Key insight: Tuples are faster to create and use slightly less memory than lists of the same size, making them a good choice for data that does not change.

Dictionaries

Dictionaries are implemented as hash tables, which provide fast key-based operations at the cost of additional memory.

Operation Average case Worst case
Lookup (d[key]) O(1) O(n)
Insert (d[key] = value) O(1) O(n)
Delete (del d[key]) O(1) O(n)
Membership (key in d) O(1) O(n)
Iteration O(n) O(n)

The worst case of O(n) arises from hash collisions and is extremely rare in practice.

Key insight: Dictionaries trade memory for speed. They use significantly more memory than lists but provide constant-time lookups.

Sets

Sets share the same hash table implementation as dictionaries (without storing values), so their performance characteristics are similar.

Operation Average case
Add (s.add(x)) O(1)
Remove (s.remove(x)) O(1)
Membership (x in s) O(1)
Union (a \ b) O(len(a) + len(b))
Intersection (a & b) O(min(len(a), len(b)))

Key insight: Use sets instead of lists when you primarily need to test membership. A membership test that takes O(n) in a list takes O(1) in a set.

Comparison table

Operation List Tuple Dict Set
Access by index O(1) O(1)
Access by key O(1)
Membership test O(n) O(n) O(1) O(1)
Append/add O(1) O(1) O(1)
Insert at start O(n)
Delete O(n) O(1) O(1)
Sort O(n log n)

Memory comparison

You can use sys.getsizeof() to see the memory used by each structure:

import sys

lst = list(range(1000))
tpl = tuple(range(1000))
dct = {i: i for i in range(1000)}
st = set(range(1000))

print(f"List:       {sys.getsizeof(lst):,} bytes")
print(f"Tuple:      {sys.getsizeof(tpl):,} bytes")
print(f"Dictionary: {sys.getsizeof(dct):,} bytes")
print(f"Set:        {sys.getsizeof(st):,} bytes")

In general, tuples use the least memory, followed by lists, then sets and dictionaries.

When performance matters

Premature optimisation

For most programs, the choice of data structure matters far more for correctness and readability than for performance. A dictionary with 100 items is fast no matter what operations you perform on it. Performance differences only become meaningful with large datasets or in tight loops.

As a general rule: write clear code first, then optimise the parts that are actually slow.

Readability versus speed

Choosing a more complex data structure to save a few microseconds is rarely worth the loss in readability. If a list comprehension is clear and the dataset is small, use it — even if a generator expression would be slightly more memory-efficient.

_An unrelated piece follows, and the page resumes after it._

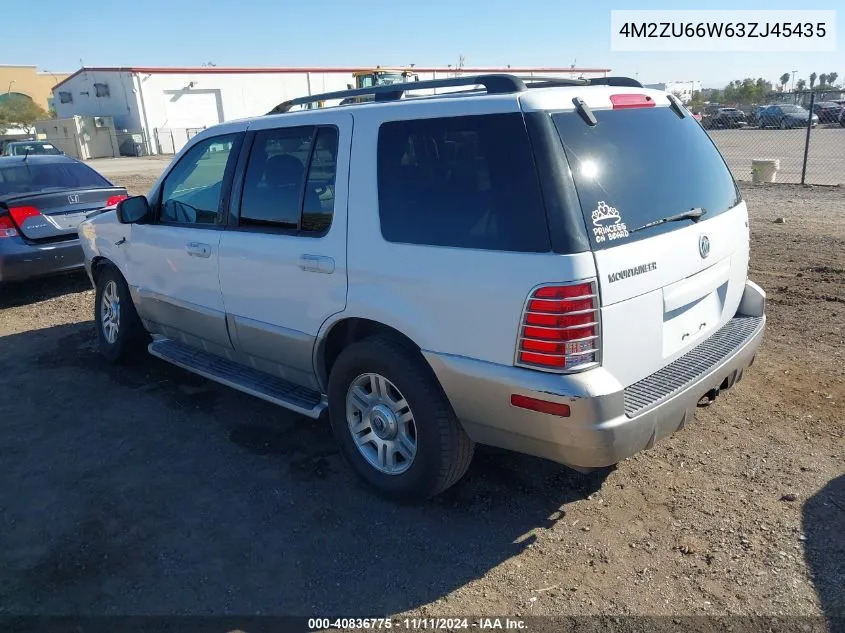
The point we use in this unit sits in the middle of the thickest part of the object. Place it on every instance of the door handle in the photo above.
(316, 264)
(197, 249)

The right structure for the job

The most impactful performance decision is usually choosing the right data structure in the first place. Using a set for membership testing instead of a list can turn an O(n) operation into O(1) — a far greater improvement than any micro-optimisation.

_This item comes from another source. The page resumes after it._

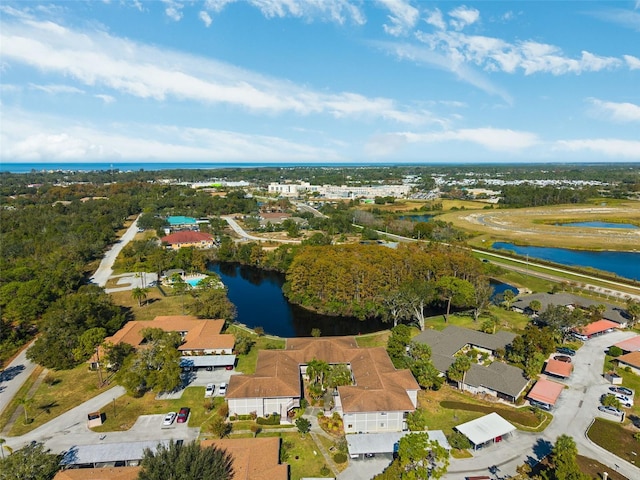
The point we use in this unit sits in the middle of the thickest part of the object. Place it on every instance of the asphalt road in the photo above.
(13, 377)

Generators and lazy evaluation

When working with very large datasets, consider using generators instead of building entire lists in memory:

# This creates a list of one million items in memory
squares = [x ** 2 for x in range(1_000_000)]

# This generates items one at a time
squares = (x ** 2 for x in range(1_000_000))

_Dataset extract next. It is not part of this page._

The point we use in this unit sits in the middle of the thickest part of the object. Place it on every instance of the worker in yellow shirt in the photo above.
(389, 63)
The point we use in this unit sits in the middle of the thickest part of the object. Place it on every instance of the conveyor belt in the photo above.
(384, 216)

Generator expressions use parentheses instead of square brackets and produce items lazily — one at a time as they are needed. This is useful when you only need to iterate over the items once.

Summary

Each data structure offers different performance characteristics. Lists provide fast indexing but slow membership testing. Dictionaries and sets provide fast lookups but use more memory. Tuples are lightweight and immutable. Understanding these trade-offs helps you make informed decisions, but remember that clarity and correctness should come first — optimise only when you have evidence that performance is a problem.